New Zealand leads Australia in the fight against revenge porn. Pending changes to New Zealand’s Privacy Act mean victims will soon be eligible for up to $200,000 in compensation. In Australia, Victoria is the only state that has specific revenge porn laws. Offenders can face up to two years in jail. However, in other states, victims are forced to depend on outdated legislation that fails to address a modern, internet-born crime.

Overseas, laws addressing revenge porn exist in parts of the United States including California, Texas and Utah. Scotland, Ireland, Britain and Wales are also considering similar laws. But as Dr Nicole Henry, author of Rape Justice: Behind the Realm of Law, explains, “Australia’s current laws were not designed to deal with the harm caused by the publication and sharing of intimate images by everyday individuals.”

Countless sites are closing down and Google has removed revenge porn from its search results. However, it’s still alive and well on the dark web. Nonetheless, many owners and hosts of revenge porn websites have already been caught and prosecuted. The question is – are these criminals being punished for the right reasons? Kevin Bollaert, 28, for example, was sentenced to 18 years in prison on 21 counts of identity theft and six counts of extortion. However he wasn’t punished for running one of the most vindictive revenge porn websites on earth. The laws just aren’t in place for prosecutors to do so.

People should be able to consensually share their bodies and photos with whoever they like, without fearing that intimate moments will come back to haunt them. But before appropriate legislation is created, what can we do to reduce the prevalence of revenge porn?

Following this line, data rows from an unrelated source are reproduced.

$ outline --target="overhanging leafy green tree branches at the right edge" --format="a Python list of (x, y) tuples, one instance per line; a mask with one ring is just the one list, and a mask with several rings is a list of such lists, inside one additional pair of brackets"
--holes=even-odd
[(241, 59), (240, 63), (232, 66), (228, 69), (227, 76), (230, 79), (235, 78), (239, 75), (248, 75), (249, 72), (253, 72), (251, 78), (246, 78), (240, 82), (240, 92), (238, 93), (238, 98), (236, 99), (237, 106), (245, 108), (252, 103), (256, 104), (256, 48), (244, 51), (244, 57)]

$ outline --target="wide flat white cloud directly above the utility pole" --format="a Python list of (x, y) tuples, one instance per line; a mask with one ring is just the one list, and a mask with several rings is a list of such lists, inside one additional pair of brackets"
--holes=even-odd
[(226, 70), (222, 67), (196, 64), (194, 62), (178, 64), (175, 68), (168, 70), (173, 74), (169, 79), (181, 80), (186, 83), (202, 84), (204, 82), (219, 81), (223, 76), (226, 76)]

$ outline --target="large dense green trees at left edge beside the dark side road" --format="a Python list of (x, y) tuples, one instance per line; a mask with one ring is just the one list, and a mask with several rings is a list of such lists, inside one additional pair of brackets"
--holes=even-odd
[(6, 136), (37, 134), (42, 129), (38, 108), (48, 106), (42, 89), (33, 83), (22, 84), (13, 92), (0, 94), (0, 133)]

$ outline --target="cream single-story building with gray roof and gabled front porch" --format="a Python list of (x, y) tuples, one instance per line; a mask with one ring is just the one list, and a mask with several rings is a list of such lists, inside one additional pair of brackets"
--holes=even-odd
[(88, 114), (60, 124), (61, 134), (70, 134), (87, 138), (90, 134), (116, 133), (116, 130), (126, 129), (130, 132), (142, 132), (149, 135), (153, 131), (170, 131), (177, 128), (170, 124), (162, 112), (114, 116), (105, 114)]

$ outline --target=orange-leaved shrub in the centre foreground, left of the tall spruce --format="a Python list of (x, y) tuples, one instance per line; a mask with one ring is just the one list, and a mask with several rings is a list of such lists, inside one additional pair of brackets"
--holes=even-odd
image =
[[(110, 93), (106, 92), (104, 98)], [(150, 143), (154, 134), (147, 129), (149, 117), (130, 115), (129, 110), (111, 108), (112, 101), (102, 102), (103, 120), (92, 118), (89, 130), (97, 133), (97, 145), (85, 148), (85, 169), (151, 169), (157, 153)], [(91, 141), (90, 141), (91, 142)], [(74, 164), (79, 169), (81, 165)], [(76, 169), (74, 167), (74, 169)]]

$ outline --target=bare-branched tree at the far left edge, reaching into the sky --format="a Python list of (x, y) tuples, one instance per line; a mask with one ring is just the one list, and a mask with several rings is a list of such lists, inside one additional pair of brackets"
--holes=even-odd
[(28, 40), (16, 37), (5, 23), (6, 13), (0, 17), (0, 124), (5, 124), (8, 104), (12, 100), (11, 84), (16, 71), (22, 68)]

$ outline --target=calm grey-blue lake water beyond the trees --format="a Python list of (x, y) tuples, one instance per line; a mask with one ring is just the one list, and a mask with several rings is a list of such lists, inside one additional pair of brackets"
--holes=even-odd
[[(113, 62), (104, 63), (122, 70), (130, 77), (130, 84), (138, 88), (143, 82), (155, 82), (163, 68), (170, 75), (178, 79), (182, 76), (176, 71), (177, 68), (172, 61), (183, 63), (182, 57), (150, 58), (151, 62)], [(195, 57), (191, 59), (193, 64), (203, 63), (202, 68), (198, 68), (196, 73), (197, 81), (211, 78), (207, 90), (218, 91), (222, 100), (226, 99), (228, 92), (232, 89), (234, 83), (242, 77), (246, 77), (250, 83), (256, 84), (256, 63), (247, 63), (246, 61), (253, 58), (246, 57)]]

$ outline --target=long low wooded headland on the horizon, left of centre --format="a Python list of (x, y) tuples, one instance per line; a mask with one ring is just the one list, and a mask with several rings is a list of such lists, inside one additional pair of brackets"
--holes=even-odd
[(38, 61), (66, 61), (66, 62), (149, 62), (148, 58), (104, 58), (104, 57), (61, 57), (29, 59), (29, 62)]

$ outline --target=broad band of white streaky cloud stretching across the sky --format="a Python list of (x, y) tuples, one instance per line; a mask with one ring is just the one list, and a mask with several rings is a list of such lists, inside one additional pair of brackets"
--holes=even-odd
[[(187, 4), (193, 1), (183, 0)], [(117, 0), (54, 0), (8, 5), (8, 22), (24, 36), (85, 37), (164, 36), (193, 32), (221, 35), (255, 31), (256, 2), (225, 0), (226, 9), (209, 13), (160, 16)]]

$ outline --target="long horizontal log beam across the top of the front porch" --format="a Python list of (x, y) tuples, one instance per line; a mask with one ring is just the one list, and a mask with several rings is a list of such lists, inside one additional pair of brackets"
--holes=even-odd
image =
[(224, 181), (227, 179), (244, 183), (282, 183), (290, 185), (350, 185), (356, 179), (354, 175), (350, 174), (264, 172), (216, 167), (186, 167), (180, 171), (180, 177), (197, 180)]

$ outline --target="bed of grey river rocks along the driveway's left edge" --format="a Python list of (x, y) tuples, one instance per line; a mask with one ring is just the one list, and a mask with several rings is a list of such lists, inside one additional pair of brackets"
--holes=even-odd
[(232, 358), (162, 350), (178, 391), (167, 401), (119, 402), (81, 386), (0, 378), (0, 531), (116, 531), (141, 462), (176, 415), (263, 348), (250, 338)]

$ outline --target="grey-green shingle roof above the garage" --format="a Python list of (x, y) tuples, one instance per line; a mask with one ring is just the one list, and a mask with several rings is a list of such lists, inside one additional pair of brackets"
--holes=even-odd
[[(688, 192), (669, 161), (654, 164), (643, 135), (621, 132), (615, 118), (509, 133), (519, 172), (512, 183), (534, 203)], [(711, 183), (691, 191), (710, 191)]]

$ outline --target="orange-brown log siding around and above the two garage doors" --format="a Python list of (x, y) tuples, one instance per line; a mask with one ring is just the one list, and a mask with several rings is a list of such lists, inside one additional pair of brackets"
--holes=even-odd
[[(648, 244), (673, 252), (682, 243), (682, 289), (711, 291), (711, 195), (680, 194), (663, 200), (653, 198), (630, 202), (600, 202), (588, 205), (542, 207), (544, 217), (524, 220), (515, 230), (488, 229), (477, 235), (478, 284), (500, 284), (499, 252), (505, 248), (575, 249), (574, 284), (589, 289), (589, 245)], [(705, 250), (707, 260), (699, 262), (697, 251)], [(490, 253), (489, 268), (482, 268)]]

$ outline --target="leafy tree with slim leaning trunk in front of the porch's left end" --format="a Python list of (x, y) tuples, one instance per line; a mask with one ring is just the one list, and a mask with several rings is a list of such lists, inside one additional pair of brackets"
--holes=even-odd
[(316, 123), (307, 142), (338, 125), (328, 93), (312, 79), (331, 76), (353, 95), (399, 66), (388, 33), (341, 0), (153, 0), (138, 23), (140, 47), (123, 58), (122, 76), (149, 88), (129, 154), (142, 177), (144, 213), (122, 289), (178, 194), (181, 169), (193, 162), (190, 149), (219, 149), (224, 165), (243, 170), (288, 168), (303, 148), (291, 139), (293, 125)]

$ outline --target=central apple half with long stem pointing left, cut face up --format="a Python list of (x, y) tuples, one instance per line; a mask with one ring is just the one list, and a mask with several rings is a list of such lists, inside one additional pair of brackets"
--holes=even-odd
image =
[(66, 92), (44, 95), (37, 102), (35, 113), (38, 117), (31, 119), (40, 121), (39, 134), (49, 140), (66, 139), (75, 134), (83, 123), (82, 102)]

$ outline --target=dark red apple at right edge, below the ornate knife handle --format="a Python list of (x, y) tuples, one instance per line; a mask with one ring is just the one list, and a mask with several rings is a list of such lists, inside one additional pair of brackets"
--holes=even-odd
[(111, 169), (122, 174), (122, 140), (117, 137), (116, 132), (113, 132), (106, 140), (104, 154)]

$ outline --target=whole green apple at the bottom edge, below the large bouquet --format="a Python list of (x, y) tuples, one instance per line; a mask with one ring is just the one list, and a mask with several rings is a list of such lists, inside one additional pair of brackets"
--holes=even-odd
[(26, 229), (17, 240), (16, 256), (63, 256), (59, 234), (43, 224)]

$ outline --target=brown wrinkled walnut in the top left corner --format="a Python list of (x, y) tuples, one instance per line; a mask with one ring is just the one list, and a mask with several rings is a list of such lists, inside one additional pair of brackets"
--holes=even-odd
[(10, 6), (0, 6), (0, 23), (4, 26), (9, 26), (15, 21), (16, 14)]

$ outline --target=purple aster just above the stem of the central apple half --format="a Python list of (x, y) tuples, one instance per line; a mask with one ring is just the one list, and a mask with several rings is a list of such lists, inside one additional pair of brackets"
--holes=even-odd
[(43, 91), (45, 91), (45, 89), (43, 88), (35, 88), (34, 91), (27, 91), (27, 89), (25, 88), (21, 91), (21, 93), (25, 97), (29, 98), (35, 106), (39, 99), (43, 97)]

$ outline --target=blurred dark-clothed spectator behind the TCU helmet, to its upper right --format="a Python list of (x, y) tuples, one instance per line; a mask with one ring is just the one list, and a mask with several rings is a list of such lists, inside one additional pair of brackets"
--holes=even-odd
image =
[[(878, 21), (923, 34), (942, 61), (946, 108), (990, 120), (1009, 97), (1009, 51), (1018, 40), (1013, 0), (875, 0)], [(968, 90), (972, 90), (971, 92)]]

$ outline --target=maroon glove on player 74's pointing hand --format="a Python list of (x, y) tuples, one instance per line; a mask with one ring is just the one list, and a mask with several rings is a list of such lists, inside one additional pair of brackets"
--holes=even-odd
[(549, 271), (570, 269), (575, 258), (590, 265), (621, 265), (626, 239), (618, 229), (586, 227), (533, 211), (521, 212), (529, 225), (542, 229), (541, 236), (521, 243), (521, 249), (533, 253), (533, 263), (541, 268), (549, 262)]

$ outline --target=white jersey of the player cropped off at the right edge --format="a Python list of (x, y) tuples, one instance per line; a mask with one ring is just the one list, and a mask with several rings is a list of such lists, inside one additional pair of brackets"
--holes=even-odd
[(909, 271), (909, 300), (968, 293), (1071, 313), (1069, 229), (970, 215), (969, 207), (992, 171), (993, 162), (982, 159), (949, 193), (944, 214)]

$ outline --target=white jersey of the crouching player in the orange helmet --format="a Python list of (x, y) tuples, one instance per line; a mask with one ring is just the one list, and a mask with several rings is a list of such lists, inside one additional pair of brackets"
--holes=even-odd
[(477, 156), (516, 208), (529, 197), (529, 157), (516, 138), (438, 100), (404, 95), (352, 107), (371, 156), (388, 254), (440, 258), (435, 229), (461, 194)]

  1. Educate yourself and those around you about the issue
  2. Talk to people; explain why revenge porn is in no way cool
  3. If you have any psychotic, misogynist/misandrist ex-lovers, delete all your communications with them – emails with attachments, old text messages, everything in the ‘cloud’, empty that recycle bin too!
  4. Add passwords to EVERYTHING
  5. Consistently update software, firewalls, operating systems and antivirus software
  6. Watch for blinking – if your screen is flashing, your skype session flickering or lighting up for brief or extended periods when not in use – something’s up
  7. Turn off your machines when you’re not using them
  8. Put covers on your webcams
  9. Stay away from dodgy websites – illegal download and streaming sites can often download applications that can remotely access your computer.